Job Description
Responsibilities:
The work you will do includes:
- · Develop, test & deploy advanced Computer Vision algorithms for industrial apps, ensuring real-time processing & high accuracy
- · Work with data scientists to preprocess and annotate datasets, and with software engineers to integrate vision solutions into OT systems
- · Continuously monitor, troubleshoot, and optimize vision systems for performance and efficiency.
- · Update and retrain models to adapt to new data and changing conditions
QUALIFICATIONS
Skills / Project Experience:
- Hands exp. In programming languages such as Python, C++ with GPU programming and parallel processing using CUDA or OpenCL
Must Have:
· Good interpersonal and communication skills
· Flexibility to adapt and apply innovation to varied business domain and apply technical solutioning and learnings to use cases across business domains and industries
· Knowledge and experience working with Microsoft Office tools
Good to Have:
- Problem-Solving: Strong analytical and troubleshooting skills to address client-specific challenges.
- Adaptability: Ability to quickly adapt to changing client requirements and emerging technologies.
- Project Leadership: Demonstrated leadership in managing client projects, ensuring timely delivery and client satisfaction.
- Business Acumen: Understanding of business processes and the ability to align technical solutions with client business goals.
Education:
B.E./B. Tech/M.C.A./M.Sc (CS) degree or equivalent from accredited university
Prior Experience:
6 - 10 years of experience working with
· Proven experience in developing and deploying computer vision solutions in industrial or manufacturing settings.

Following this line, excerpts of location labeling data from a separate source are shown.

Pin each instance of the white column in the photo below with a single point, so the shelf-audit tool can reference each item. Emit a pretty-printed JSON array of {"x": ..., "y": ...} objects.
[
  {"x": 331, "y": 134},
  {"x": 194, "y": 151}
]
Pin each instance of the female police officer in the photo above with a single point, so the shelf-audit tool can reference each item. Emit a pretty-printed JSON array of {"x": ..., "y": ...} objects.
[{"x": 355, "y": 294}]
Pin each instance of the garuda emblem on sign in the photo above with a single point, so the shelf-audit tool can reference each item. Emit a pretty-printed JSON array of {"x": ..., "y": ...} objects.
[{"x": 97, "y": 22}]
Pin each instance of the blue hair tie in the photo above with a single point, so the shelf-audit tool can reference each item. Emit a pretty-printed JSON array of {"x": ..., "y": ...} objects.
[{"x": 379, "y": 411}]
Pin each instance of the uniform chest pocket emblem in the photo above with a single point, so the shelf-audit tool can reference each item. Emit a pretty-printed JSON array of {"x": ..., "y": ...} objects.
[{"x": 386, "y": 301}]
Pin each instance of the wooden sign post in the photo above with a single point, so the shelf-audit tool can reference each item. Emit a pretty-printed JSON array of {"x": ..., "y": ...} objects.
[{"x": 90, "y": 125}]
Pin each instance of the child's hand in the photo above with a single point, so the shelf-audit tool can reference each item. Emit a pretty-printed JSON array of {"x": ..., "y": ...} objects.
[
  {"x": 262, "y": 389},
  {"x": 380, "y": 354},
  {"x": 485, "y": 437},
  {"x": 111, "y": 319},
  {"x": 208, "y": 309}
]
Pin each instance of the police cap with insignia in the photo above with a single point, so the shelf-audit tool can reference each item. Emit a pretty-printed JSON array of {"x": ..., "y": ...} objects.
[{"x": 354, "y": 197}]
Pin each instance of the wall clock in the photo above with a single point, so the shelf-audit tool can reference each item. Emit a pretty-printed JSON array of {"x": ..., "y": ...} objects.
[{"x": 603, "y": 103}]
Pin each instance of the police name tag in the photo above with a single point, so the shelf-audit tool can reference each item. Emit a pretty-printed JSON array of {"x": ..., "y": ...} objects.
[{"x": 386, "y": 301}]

- Hands-on leadership or significant contributions in end-to-end project execution – from data acquisition and preprocessing to model deployment and integration with OT systems.
- Track record of working with cross-functional teams including data scientists, control engineers, and software developers.
- Experience fine-tuning state-of-the-art Vision Transformer models and demonstrating measurable impact over traditional CNN-based methods.
- Exposure to real-time systems, model optimization techniques, and deploying vision solutions on edge devices or embedded systems.